A la ligne. Feuillets d’usine
PONTHUS Joseph, Ed. La Table Ronde, 2019, 266 p.
Après 10 ans passés comme éduc de rue en région parisienne, Joseph Ponthus déménage à Lorient. Mais là, point de travail, mises à part quelques directions de séjours de vacance adaptée. Alors, il accepte des missions intérimaires comme prolo.
Tout commence par cette usine de transformation de poissons et de crustacés. Au programme de la journée : au choix (!) cuire et préparer dix milles couronnes de crevettes ou trier et encaisser dix tonnes de sardines dans des bacs en polystyrène, ou encore les vider, les écorcher et les découper. Trimer de 20h30 à 5h30, dans le froid et cette puanteur de mort, de vase et de rat crevé qui vous colle aux cheveux.
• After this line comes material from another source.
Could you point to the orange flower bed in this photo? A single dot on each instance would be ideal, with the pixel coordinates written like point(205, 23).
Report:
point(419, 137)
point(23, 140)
Ce travail va lui sembler finalement gentillet, inoffensif et doucereux, quand il est affecté au nettoyage de nuit d’un atelier de découpe de porc. Masque à gaz et tuyau haute pression à la main, il doit lessiver des surfaces rouges de sang et blanches de gras, repoussant les lambeaux de peaux et les groins, les pieds et les mamelles, sans oublier les oreilles douces et poilues. Mêmes rituels et mêmes gestes automatiques, mêmes douleurs physiques et mêmes cauchemars le réveillant en sueur.
On est loin des réunions d’éducs se penchant autour d’un café sur des situations inextricables : « ma vie ne sera plus jamais la même » (p.163) Un témoignage cru et réaliste qu’il faut lire en hommage à tous les ouvriers qui triment dans ces bagnes modernes.